“I often say that with dentists, half of our brains are in our hands. If you can’t use your hands, you can’t be a dentist because it’s just such a hands-on profession. I love being able to shape a tooth—it’s like an art to me that I enjoy immensely,” muses Dr. Dan Fischer, president and CEO of Ultradent Products. “There are many similarities between art, construction, engineering, and dentistry. Hey, we even build bridges!” he chuckles.
A talented and innovative craftsman, even in the dental sense, it shouldn’t come as a surprise that in his senior year at Murray High School in Salt Lake City, Utah, Dr. Fischer received the prestigious Sterling Scholar Award for Industrial Arts, which included drafting and metal design.
Having been named a Sterling Scholar, Dr. Fischer had never even considered a future career in dentistry, but given his immense contributions to the dental industry over the last four decades, it’s clear his talents and entrepreneurial spirit extend far beyond his profession today.
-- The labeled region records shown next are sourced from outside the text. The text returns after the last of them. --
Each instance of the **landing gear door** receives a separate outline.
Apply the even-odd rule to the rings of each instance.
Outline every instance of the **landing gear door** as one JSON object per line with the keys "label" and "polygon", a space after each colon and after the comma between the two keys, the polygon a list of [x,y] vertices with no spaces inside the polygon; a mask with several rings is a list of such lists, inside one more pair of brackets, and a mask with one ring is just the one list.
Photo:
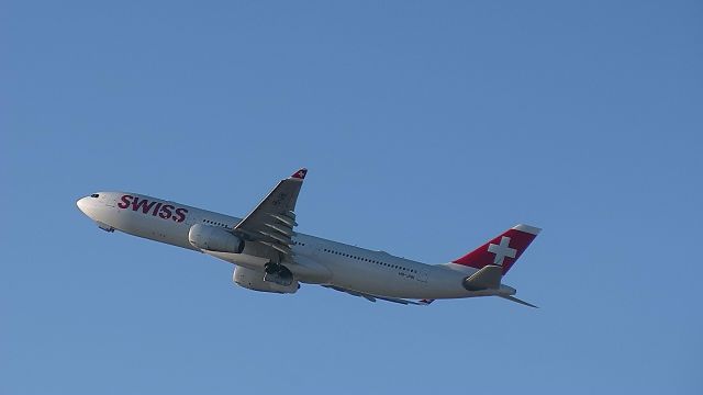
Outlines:
{"label": "landing gear door", "polygon": [[427,270],[426,269],[417,270],[417,281],[419,282],[421,282],[423,284],[426,284],[427,283],[427,278],[428,278],[428,274],[427,274]]}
“I think a lot of it came from my dad, who was a “can do” kind of a guy. He would often take on projects that others weren’t willing to do, roll up his sleeves, and bust his tail—finding a way to make it happen. I grew up with that, and before I got into dentistry, he exposed me to a number of businesses, including a machining business he had, a plating business, and a number of other industries that exposed me to various solutions.”
Of his endless, contagious energy, Dr. Fischer says, “I definitely attribute my energy to my dad as well. However, I also owe a lot to my mom, who spent many a night helping me with school and homework and the like. I actually only really started to excel when I hit high school. I was probably a “B” student in junior high, but things really came together for me in high school.”
Dr. Fischer went on to do undergraduate work at the University of Utah. “In college, I did okay, but dental school, at Loma Linda University in California, is where I really hit my stride. That’s where I found my passion and was really able to shine,” he recalls with a smile. “I was the top of my class in dental school, and on my dental boards I placed in the 99th percentile in the country. Dentistry just connected with me.”
Dr. Fischer rose right to the top, despite the fact that at dental school, he had a family to support and he rode his bike back and forth to class to save on gasoline costs. He points this out not to brag, but to illustrate that with hard work and determination not only can you accomplish anything—you can excel.